With so many COVID-19 cases in the province, it's stressful whether you are busy or not, she said.

When it is busy, "I'm so grateful for this evening to have made a little bit of money. But then I'm like, actually, it was really scary to work that shift."

DeGuire said she would probably be better off if the restaurant closed and she was able to get some guaranteed income from CERB.

"At least I would have this guaranteed income to know that my bills are paid every month. It wouldn't be that much money, that's for sure. But it be something that I can lean on, right?"

Aleana Young, NDP MLA for Regina University, said it is "the worst of both worlds right now" for people working in the restaurant sector and other small businesses.

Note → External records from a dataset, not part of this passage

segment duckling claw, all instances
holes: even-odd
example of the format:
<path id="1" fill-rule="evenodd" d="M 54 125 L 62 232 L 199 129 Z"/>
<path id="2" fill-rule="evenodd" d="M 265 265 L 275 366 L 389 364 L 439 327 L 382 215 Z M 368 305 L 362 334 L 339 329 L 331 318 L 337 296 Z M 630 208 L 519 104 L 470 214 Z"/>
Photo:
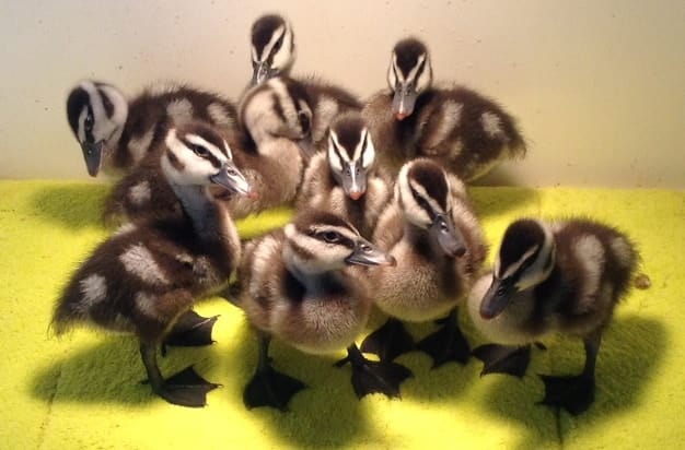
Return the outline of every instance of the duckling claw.
<path id="1" fill-rule="evenodd" d="M 276 371 L 271 366 L 258 370 L 243 392 L 245 407 L 271 406 L 281 412 L 289 411 L 290 399 L 306 388 L 302 381 Z"/>
<path id="2" fill-rule="evenodd" d="M 167 345 L 198 347 L 213 344 L 211 331 L 218 318 L 219 316 L 202 317 L 191 309 L 185 312 L 166 335 L 162 344 L 162 356 L 166 356 Z"/>
<path id="3" fill-rule="evenodd" d="M 484 363 L 481 377 L 488 374 L 508 374 L 522 378 L 531 362 L 531 346 L 486 344 L 475 348 L 473 355 Z"/>

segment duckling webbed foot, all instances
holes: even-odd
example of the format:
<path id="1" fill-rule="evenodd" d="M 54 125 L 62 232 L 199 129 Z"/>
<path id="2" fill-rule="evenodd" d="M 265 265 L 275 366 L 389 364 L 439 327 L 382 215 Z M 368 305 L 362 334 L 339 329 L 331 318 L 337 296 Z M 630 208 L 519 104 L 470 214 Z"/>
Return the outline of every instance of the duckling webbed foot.
<path id="1" fill-rule="evenodd" d="M 148 379 L 143 382 L 149 383 L 152 392 L 169 403 L 189 407 L 205 406 L 207 392 L 220 386 L 205 380 L 191 366 L 164 380 L 156 364 L 156 347 L 153 344 L 141 344 L 140 355 L 148 372 Z"/>
<path id="2" fill-rule="evenodd" d="M 390 398 L 399 396 L 399 384 L 411 377 L 411 370 L 393 362 L 367 359 L 357 345 L 347 350 L 347 357 L 336 363 L 341 367 L 350 363 L 352 367 L 352 388 L 361 400 L 369 393 L 382 393 Z"/>
<path id="3" fill-rule="evenodd" d="M 243 403 L 248 410 L 271 406 L 285 412 L 290 399 L 304 388 L 306 386 L 302 381 L 267 365 L 258 369 L 245 387 Z"/>
<path id="4" fill-rule="evenodd" d="M 456 315 L 450 313 L 434 333 L 423 338 L 416 346 L 433 359 L 433 368 L 451 360 L 466 364 L 471 356 L 468 342 L 456 322 Z"/>
<path id="5" fill-rule="evenodd" d="M 361 343 L 361 351 L 379 355 L 381 360 L 393 360 L 415 350 L 414 338 L 397 319 L 387 319 L 383 327 L 369 334 Z"/>
<path id="6" fill-rule="evenodd" d="M 531 346 L 485 344 L 475 348 L 473 355 L 483 362 L 481 377 L 488 374 L 508 374 L 521 378 L 531 362 Z"/>
<path id="7" fill-rule="evenodd" d="M 207 392 L 219 388 L 217 384 L 200 377 L 193 366 L 167 378 L 160 387 L 152 384 L 154 393 L 170 403 L 181 406 L 202 407 L 207 404 Z"/>
<path id="8" fill-rule="evenodd" d="M 585 374 L 570 377 L 539 376 L 545 383 L 545 398 L 539 404 L 562 407 L 572 415 L 588 410 L 594 401 L 594 377 Z"/>
<path id="9" fill-rule="evenodd" d="M 199 347 L 211 345 L 211 331 L 219 316 L 202 317 L 188 310 L 178 318 L 162 343 L 162 356 L 166 356 L 166 346 Z"/>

"[You] have to stay open, have to keep the lights on, but they're essentially operating at a loss," said Young, who owns a small retail business.

She said the government needs to hear from restaurant and other business owners to see what they need.

"The margins in operating a small business aren't massive to begin with," Young said.

"We can't pretend that the economy is open and flourishing if businesses are being forced due to circumstance, and due to, I think, really unclear in chaotic regulations and restrictions, to essentially operate at a loss. Twenty-five per cent isn't open. It's 75 per cent closed."

MacKay said it will be stressful for a lot of business owners and employees as December is usually their biggest month, followed by lean months in January and February.

He understands these are hard decisions, but points out other provinces have gone into broader shutdowns.

The province could put in targeted subsidies to help small businesses, he said.

"The provincial government can step up and not just wait for the federal government to do everything."

In the meantime, restaurants are trying to stay positive, and with vaccination underway, there is now a light at the end of the tunnel.

"I think the fact that people are staying home is a good testament of Saskatchewan people taking this seriously. And I think that's great," he said.

"But I think our government needs to step up and make some hard decisions.… The elections are over. So now it's time to grow a pair and actually do some work for the people."